In [None]:
#| default_exp prune.pruner

In [None]:
#| export
import torch
import torch.nn as nn
import torch.nn.functional as F
import torch_pruning as tp
from torch_pruning.pruner import function

import pickle
from itertools import cycle
from fastcore.basics import store_attr, listify, true
from fasterai.core.criteria import *
from fastai.vision.all import *


from torch_pruning.pruner.algorithms.scheduler import linear_scheduler
from torch.fx import symbolic_trace

In [None]:
#| include: false
from nbdev.showdoc import *

In [None]:
#| export
class Pruner():
    "Structured pruning for neural networks using torch_pruning"
    def __init__(self, model, pruning_ratio, context, criteria, schedule=linear_scheduler, ignored_layers=None, example_inputs=torch.randn(1, 3, 224, 224), *args, **kwargs):
        store_attr()
        self.num_heads = {}
        if not self.ignored_layers: self.get_ignored_layers(self.model)
        if self.pruning_ratio>1: self.pruning_ratio = self.pruning_ratio/100
        if not (0 < self.pruning_ratio <= 1):
            raise ValueError(f"pruning_ratio must be in range (0, 1], got {self.pruning_ratio}")
        self.pruner = tp.pruner.MetaPruner(
        self.model,
        example_inputs=self.example_inputs.to(next(self.model.parameters()).device),
        importance=self.group_importance,
        pruning_ratio=self.pruning_ratio, 
        ignored_layers=self.ignored_layers,
        global_pruning=True if self.context=='global' else False,
        num_heads = self.num_heads,
        iterative_pruning_ratio_scheduler=self.schedule,
        *args, 
        **kwargs
        )
          
    def prune_model(self):
        "Execute one pruning step and restore attention layer configurations"
        self.pruner.step()
        self.restore_attention_layers()


    def get_linear_layers_to_ignore(self, 
                                    model: nn.Module  # The model to analyze
    ):
        "Find and ignore output Linear layers to preserve model output dimensions"
        traced = symbolic_trace(model)
        for node in traced.graph.nodes:
            if node.op == "output":  # Identify the output
                for input_node in node.all_input_nodes:
                    if input_node.target:  # Find the corresponding layer
                        module = dict(model.named_modules()).get(input_node.target)
                        if isinstance(module, torch.nn.Linear):
                            self.ignored_layers.append(module)
                            print(f"Ignoring output layer: {module}")

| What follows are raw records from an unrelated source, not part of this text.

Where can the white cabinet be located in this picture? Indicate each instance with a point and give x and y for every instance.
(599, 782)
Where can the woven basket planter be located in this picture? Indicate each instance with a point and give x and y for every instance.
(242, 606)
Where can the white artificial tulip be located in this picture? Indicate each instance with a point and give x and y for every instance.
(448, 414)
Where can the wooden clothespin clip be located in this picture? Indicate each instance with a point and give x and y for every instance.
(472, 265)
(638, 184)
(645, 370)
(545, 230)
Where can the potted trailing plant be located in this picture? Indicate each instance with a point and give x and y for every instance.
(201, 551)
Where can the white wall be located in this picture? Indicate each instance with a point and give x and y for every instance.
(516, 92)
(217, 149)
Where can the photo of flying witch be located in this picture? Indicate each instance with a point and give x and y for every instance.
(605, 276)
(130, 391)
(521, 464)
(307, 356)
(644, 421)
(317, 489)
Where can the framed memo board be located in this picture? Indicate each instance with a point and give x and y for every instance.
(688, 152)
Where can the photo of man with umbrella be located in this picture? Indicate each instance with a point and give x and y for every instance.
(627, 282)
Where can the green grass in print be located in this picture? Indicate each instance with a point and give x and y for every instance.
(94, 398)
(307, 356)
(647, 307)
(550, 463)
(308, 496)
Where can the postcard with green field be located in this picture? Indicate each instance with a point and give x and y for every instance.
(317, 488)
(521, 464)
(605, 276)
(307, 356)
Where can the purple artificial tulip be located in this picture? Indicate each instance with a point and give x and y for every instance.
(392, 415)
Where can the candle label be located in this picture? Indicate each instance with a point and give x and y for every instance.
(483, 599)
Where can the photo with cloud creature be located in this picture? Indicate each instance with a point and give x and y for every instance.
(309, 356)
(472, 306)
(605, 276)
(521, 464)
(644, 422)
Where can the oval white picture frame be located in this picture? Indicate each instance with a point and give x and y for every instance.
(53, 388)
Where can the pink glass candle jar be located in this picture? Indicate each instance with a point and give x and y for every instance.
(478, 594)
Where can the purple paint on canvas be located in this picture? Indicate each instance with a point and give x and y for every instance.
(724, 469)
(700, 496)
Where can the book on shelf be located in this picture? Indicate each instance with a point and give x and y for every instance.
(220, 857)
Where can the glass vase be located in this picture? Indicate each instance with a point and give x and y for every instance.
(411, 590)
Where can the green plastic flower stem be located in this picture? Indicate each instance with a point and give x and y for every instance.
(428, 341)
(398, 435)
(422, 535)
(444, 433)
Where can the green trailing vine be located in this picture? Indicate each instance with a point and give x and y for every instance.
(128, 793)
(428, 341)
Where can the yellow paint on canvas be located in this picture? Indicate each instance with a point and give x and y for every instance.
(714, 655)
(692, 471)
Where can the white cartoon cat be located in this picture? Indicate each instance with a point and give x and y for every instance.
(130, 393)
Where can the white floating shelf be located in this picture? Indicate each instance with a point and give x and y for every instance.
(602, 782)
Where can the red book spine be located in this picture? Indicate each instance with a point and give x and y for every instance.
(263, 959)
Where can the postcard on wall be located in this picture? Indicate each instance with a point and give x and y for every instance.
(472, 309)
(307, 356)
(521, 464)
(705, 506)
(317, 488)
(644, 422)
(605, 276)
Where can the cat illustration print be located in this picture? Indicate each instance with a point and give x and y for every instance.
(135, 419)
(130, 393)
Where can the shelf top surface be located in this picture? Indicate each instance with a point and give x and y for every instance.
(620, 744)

    def get_attention_layers_to_ignore(self, 
                                       model: nn.Module  # The model to analyze
    ):
        "Find and ignore attention layers (qkv projections) to preserve attention structure"
        for module in model.modules():
            if hasattr(module, 'num_heads'):
                if hasattr(module, 'qkv'):
                    self.ignored_layers.append(module.qkv)
                    self.num_heads[module.qkv] = module.num_heads
                    print(f"Attention layer ignored: {module.qkv}, num_heads={module.num_heads}")
                elif hasattr(module, 'qkv_proj'):
                    self.ignored_layers.append(module.qkv_proj)
                    self.num_heads[module.qkv_proj] = module.num_heads
                    print(f"Attention layer ignored: {module.qkv_proj}, num_heads={module.num_heads}")

    
    def get_ignored_layers(self, 
                           model: nn.Module  # The model to analyze
    ):
        "Build list of layers to ignore during pruning"
        self.ignored_layers = []
        self.get_linear_layers_to_ignore(model)
        self.get_attention_layers_to_ignore(model)
        print(f"Total ignored layers: {len(self.ignored_layers)}")
    
                
    def restore_attention_layers(self):
        "Restore num_heads and head_dim attributes after pruning attention layers"
        for m in self.model.modules():
            if hasattr(m, 'num_heads'):
                if hasattr(m, 'qkv'):
                    m.num_heads = self.num_heads[m.qkv]
                    m.head_dim = m.qkv.out_features // (3 * m.num_heads)
                elif hasattr(m, 'qkv_proj'):
                    m.num_heads = self.num_heads[m.qkv_proj]
                    m.head_dim = m.qkv_proj.out_features // (3 * m.num_heads)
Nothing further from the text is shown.